O domínio do dólar dá vantagens económicas e geopolíticas aos EUA. O interesse numa alternativa ao dólar aumentou ainda mais desde que os EUA endureceram as sanções financeiras após a invasão da Ucrânia pela Rússia em 2022.
A criação de uma moeda para transações comerciais dentro dos BRICS reduziria a dependência da moeda americana, mas por enquanto a discussão está mais focada em incentivar o uso de moedas locais no comércio.
Os Brics têm o seu próprio banco, o Novo Banco de Desenvolvimento, que financia projetos em moedas locais e é liderado pela ex-presidente brasileira Dilma Rousseff, que criticou o “uso do dólar como arma”.
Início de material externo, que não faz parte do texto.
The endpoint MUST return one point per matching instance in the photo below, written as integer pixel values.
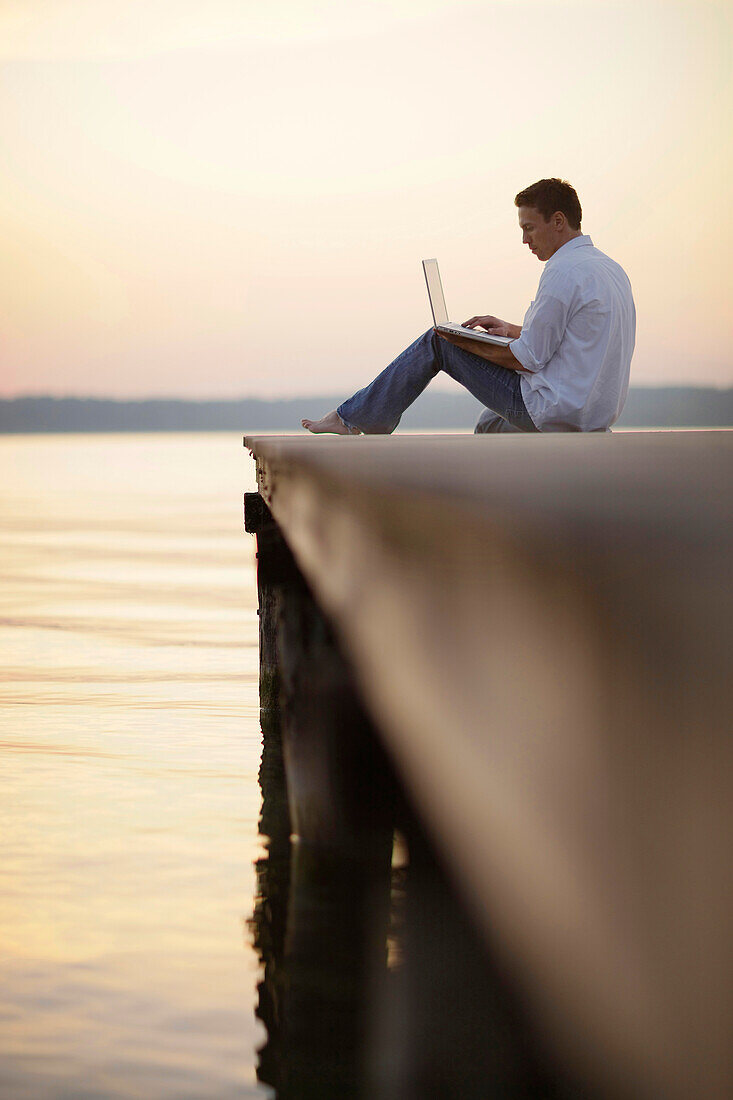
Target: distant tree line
(647, 407)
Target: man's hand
(494, 326)
(495, 354)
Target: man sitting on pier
(567, 367)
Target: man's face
(543, 238)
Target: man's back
(577, 340)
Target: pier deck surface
(540, 627)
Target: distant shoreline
(647, 407)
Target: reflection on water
(130, 741)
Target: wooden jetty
(527, 640)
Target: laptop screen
(435, 292)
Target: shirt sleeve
(542, 332)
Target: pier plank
(540, 629)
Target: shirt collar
(565, 250)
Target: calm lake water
(130, 745)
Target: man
(567, 366)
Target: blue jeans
(376, 408)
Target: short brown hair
(548, 196)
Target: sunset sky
(231, 199)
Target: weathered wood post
(340, 796)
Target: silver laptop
(440, 314)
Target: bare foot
(330, 422)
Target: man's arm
(502, 356)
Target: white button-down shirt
(577, 341)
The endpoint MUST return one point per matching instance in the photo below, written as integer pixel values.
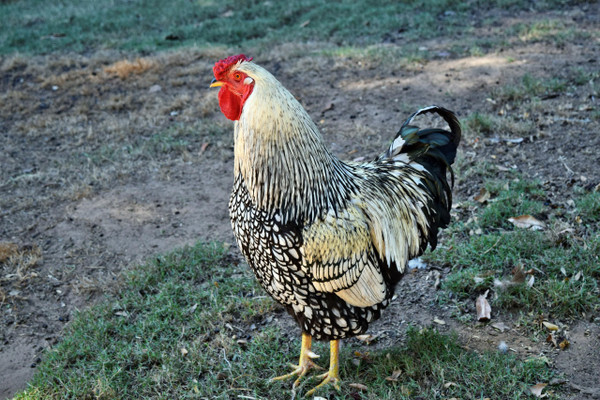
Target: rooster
(328, 239)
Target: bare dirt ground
(105, 164)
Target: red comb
(222, 66)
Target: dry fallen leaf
(365, 338)
(527, 222)
(483, 196)
(394, 376)
(501, 326)
(518, 274)
(484, 310)
(550, 326)
(536, 390)
(358, 386)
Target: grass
(487, 252)
(184, 326)
(33, 26)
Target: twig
(594, 392)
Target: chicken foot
(305, 363)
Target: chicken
(326, 238)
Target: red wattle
(230, 104)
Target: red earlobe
(230, 104)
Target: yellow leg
(333, 375)
(305, 364)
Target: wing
(341, 258)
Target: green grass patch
(174, 331)
(487, 251)
(33, 26)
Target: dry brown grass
(124, 68)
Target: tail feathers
(414, 142)
(435, 150)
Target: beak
(216, 83)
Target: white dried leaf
(527, 222)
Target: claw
(327, 379)
(333, 375)
(305, 363)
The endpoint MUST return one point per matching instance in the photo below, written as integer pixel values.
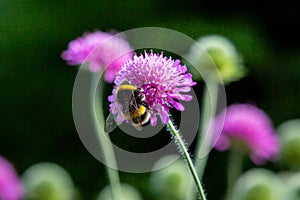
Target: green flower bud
(128, 193)
(48, 181)
(258, 184)
(293, 186)
(289, 134)
(172, 181)
(215, 54)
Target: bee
(131, 103)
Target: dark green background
(36, 84)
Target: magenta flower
(11, 187)
(162, 79)
(246, 125)
(92, 48)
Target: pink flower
(100, 50)
(247, 125)
(163, 81)
(11, 187)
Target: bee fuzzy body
(134, 107)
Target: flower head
(11, 187)
(100, 50)
(247, 126)
(215, 50)
(162, 79)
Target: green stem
(106, 147)
(209, 107)
(186, 155)
(204, 136)
(234, 169)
Contudo, apesar das críticas à primazia do dólar no comércio internacional e ao objetivo de reduzir a dependência da moeda americana, não há perspectivas de adoção de alternativas nas transações do bloco no curto prazo.
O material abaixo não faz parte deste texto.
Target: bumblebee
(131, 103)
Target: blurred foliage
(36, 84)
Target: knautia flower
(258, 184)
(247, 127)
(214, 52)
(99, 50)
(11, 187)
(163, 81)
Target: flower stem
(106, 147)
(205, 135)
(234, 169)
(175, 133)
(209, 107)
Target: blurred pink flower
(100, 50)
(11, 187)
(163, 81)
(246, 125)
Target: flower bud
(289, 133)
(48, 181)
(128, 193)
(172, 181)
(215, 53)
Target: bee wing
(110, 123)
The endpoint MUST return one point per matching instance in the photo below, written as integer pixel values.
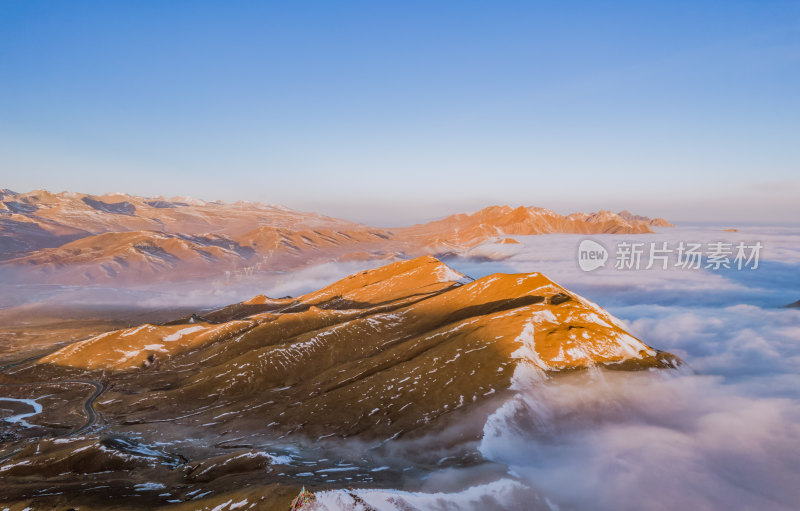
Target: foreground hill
(71, 238)
(407, 361)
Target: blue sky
(395, 112)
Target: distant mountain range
(78, 238)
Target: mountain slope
(379, 353)
(386, 374)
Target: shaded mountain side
(379, 354)
(385, 375)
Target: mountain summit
(83, 239)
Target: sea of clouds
(721, 433)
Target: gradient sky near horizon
(392, 112)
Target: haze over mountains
(248, 402)
(82, 239)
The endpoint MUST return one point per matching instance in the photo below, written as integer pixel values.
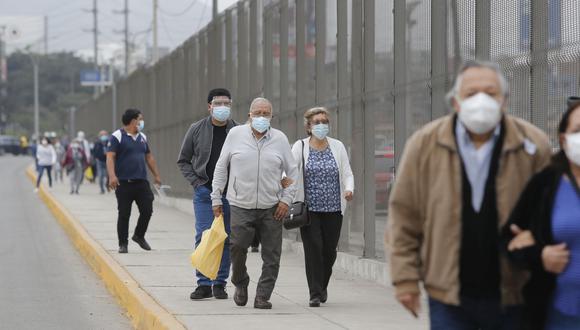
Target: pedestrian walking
(458, 180)
(128, 154)
(326, 184)
(100, 157)
(199, 154)
(46, 158)
(543, 235)
(75, 163)
(60, 154)
(255, 156)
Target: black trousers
(320, 240)
(127, 193)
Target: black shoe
(314, 302)
(262, 303)
(241, 295)
(219, 292)
(324, 296)
(201, 292)
(142, 242)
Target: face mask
(320, 131)
(221, 113)
(480, 113)
(573, 148)
(261, 124)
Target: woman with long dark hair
(543, 234)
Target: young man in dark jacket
(199, 153)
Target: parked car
(9, 144)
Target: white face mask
(480, 113)
(573, 147)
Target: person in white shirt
(256, 156)
(46, 158)
(328, 182)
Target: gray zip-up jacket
(196, 150)
(255, 169)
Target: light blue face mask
(261, 124)
(320, 131)
(221, 113)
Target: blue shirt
(476, 161)
(566, 229)
(130, 155)
(322, 182)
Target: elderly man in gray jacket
(257, 156)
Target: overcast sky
(178, 20)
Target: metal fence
(381, 66)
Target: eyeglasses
(220, 103)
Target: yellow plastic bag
(89, 173)
(208, 255)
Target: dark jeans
(244, 225)
(41, 169)
(203, 221)
(474, 314)
(127, 193)
(320, 240)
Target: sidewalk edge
(142, 309)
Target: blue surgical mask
(221, 113)
(320, 131)
(261, 124)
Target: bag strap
(303, 171)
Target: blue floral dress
(322, 182)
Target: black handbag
(298, 213)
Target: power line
(183, 12)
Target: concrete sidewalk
(166, 274)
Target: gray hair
(261, 100)
(478, 64)
(313, 112)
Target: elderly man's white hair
(478, 64)
(261, 100)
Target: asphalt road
(44, 282)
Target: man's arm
(113, 180)
(185, 156)
(152, 164)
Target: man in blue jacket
(199, 153)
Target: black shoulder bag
(298, 212)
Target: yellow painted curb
(143, 310)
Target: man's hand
(113, 182)
(522, 239)
(157, 180)
(281, 211)
(348, 195)
(217, 211)
(411, 302)
(555, 258)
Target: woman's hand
(522, 239)
(555, 258)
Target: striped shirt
(566, 229)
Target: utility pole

A criação de uma nova moeda nem sequer é mencionada nas declarações da cimeira dos BRICS. Após as ameaças de Trump, o governo sul-africano destacou que não há planos para criar uma moeda BRICS.
Diante deste cenário, o alerta de Trump foi criticado por sugerir falta de confiança no dólar.
“A moeda do Brics é apenas uma ideia, não é realidade”, diz à BBC News Brasil o professor Daniel McDowell, da Syracuse University, autor do livro “Bucking the Buck: US Financial Sanctions and the International Backlash Against the Dollar”. sobre as sanções financeiras dos EUA e a reação internacional contra o dólar.
“Se você acha que a única maneira de manter os países usando o dólar é com ameaças, isso seria uma situação ruim. Não acho que essa seja a situação do dólar. Os EUA não precisam fazer ameaças para que o dólar continue a ser o mais popular e importante do mundo”, diz McDowell.
Não há sinais de que o domínio do dólar nas finanças e no comércio internacional esteja ameaçado, especialmente num momento em que a economia americana apresenta um desempenho robusto e o cenário geopolítico global apresenta riscos elevados.
O dólar continua a ser a principal moeda de reserva internacional. Segundo o FMI, os bancos centrais de todo o mundo possuem quase US$ 7 trilhões (equivalente a mais de R$ 42 trilhões) em reservas em moeda americana. O montante equivale a 58% do total e ao triplo das reservas em euros, que aparece em segundo lugar.
“A posição dos Estados Unidos e a importância do dólar são tão fortes que é muito difícil os países se afastarem”, disse o economista Alan Deardorff, professor da Universidade de Michigan, à BBC News Brasil.
“Se Trump usar todas as tarifas que citou, existe o risco de, até certo ponto, excluir os Estados Unidos da economia mundial e tornar o dólar menos útil para outros países. Isto poderia reduzir a dependência do dólar, que é exactamente o que ele diz que isso não quer que isso aconteça”, diz Deardorff.
A China e a Rússia estão entre os membros do BRICS que reagiram às ameaças do presidente eleito dos EUA.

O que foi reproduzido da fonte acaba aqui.